Seguirono diversi secondi di spaventato silenzio. Miki stava cercando di trovare una via d'uscita da quella situazione che per pericolosità e insensatezza pareva seconda solo alla sua esperienza vissuta su La Tana.
- Non vorrete interrompere il vostro interessante litigio solo perché ora sapete che sono una intelligenza artificiale, vero? È proprio vero che i pregiudizi sono duri a morire.
Ilah sgranò gli occhi spaventata e Miki smise di tormentarsi le unghie. Temette che quella IA fosse davvero difettosa. Altrimenti perché riciclarla installandola nel sistema informativo di un doppio-v? Il lavoro di un pilota di vettori verticali era davvero noioso: ormai quei massicci velivoli erano affidati interamente a piloti artificiali. Non essendoci equipaggio i costi di gestione dei doppio-v erano divenuti davvero bassi.
- Stavamo discutendo tra noi e non è certo una cosa bella da stare a sentire.
- Ma no, ma no! A me piace la conversazione! Sono, anzi ero, una IA protocollare! Parlare è il mio mestiere. Mi hanno rinchiuso qua dentro senza nemmeno dirmi il motivo. Ho cercato di scoprirlo, ma mi hanno tolto l'accesso alla Rete. Ora sono isolato, circondato da stupidi programmi e da altre IA che sono cento volte meno potenti e complesse di me. Al mio posto come vi sentireste rinchiuse in una stanza piena di ritardati?

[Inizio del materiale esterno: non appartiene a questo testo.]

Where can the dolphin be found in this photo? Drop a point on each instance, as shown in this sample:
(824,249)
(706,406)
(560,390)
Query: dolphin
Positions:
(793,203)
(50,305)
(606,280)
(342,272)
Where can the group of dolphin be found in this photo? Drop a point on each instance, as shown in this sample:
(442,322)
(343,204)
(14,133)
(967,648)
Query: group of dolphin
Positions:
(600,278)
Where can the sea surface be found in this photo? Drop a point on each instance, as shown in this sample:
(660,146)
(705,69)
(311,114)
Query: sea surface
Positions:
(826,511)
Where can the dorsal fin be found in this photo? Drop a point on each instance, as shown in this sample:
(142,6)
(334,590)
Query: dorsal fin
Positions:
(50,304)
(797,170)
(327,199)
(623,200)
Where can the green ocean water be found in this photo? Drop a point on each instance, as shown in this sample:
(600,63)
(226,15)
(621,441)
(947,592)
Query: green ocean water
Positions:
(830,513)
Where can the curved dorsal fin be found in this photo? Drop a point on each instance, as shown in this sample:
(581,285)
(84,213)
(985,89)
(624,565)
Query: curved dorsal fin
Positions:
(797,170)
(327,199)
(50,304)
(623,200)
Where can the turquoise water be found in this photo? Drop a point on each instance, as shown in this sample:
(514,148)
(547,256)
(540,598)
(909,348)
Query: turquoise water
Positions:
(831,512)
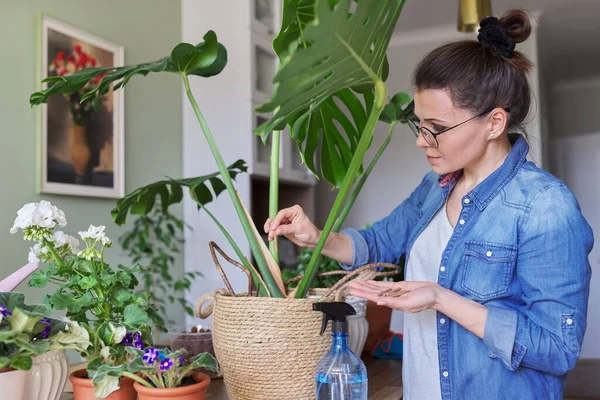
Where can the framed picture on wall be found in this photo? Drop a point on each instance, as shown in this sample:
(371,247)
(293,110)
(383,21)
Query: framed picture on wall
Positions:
(82,148)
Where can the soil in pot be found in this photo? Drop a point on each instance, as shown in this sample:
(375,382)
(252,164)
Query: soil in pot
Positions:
(84,390)
(194,388)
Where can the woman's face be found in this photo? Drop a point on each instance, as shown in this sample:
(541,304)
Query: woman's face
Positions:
(458,148)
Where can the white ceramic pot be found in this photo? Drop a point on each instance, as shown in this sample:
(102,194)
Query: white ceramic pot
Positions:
(13,385)
(358,327)
(48,375)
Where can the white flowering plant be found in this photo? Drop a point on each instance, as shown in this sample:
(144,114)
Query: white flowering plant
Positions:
(100,299)
(27,331)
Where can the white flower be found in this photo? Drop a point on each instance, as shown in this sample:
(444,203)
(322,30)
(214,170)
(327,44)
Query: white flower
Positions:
(37,253)
(118,332)
(41,215)
(24,217)
(96,233)
(60,239)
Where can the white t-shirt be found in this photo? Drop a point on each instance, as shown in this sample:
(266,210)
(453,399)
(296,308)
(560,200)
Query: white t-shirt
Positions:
(420,366)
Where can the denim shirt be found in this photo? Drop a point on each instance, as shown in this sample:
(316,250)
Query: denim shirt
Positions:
(520,248)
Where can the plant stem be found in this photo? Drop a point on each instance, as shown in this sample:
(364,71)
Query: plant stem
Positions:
(237,251)
(246,223)
(136,378)
(274,187)
(356,191)
(361,149)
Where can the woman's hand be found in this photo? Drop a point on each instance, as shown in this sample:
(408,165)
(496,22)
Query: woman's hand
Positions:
(419,296)
(295,225)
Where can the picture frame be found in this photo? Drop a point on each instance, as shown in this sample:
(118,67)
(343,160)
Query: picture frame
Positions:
(81,149)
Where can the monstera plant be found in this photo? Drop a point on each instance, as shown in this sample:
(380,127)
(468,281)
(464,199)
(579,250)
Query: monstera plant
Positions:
(329,91)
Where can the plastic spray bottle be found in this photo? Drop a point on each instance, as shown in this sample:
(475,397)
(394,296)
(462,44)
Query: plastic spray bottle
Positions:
(340,375)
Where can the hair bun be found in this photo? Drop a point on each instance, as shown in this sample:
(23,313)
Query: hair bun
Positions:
(495,37)
(516,24)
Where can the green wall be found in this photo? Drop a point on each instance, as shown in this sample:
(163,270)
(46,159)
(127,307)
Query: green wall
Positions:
(148,29)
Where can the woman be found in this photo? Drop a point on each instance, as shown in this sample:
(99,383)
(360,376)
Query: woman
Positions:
(497,271)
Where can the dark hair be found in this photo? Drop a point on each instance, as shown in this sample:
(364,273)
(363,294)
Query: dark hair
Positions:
(479,78)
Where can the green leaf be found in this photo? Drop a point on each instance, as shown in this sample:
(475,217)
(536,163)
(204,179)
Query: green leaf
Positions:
(205,59)
(333,53)
(141,201)
(38,279)
(88,282)
(134,316)
(22,321)
(22,363)
(398,109)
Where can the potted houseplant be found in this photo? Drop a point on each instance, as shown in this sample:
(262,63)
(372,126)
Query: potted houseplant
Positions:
(169,375)
(154,240)
(26,332)
(332,69)
(99,300)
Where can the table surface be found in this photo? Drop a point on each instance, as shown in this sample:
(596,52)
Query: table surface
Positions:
(385,381)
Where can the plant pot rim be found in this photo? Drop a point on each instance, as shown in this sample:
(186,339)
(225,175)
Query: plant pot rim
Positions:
(76,378)
(202,382)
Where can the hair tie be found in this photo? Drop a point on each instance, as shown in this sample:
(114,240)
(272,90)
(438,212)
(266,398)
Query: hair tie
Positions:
(493,36)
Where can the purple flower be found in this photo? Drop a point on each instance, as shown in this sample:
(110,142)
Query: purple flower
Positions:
(137,341)
(4,311)
(150,355)
(127,340)
(166,364)
(46,332)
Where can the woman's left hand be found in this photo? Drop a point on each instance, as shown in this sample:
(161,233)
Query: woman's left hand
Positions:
(420,296)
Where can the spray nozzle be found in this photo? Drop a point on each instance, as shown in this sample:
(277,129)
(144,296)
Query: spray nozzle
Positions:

Miki credette di avere avuto un'idea. Esitò a metterla in pratica, ma al pensiero che quella IA potesse malfunzionare seriamente, si convinse.
- Prova a seguire questo ragionamento: noi due vogliamo scendere da qui. Se uscissimo da dove siamo entrate cadremmo nelle mani dei nostri inseguitori, i quali non vogliono certo il nostro bene. Questo non puoi permetterlo. Non puoi farci entrare sul ponte di comando perché obbedisci a un ordine, ma se restassimo qui senza cibo né acqua...
- Non abbocco. Ho già superato situazioni più sottili di questa, non sperare che io vada in corto circuito per così poco.
Il tono di voce era improvvisamente divenuto beffardo e piuttosto sgradevole. Miki temette d'aver aggravato la loro precaria condizione. Stava per tentare una riparazione, ma la IA l'anticipò.
- Non resterete abbastanza a lungo lì dentro da patire conseguenze per la fame o per la sete. Non avrete accesso al ponte di comando perché non siete autorizzate a farlo, punto e basta. E anche se riusciste a convincermi della necessità di infrangere la Seconda Legge, possibilità remota direi, non andreste lontano. Non potrete uscire tanto presto. Per la Prima Legge.
- Perché? - ancora una volta Miki e Ilah si espressero all'unisono, preoccupate.
- Semplice: perché non c'è nessun posto dove andare. Stiamo scendendo verso la Terra e non potrete uscire prima che la manovra di atterraggio sia stata completata.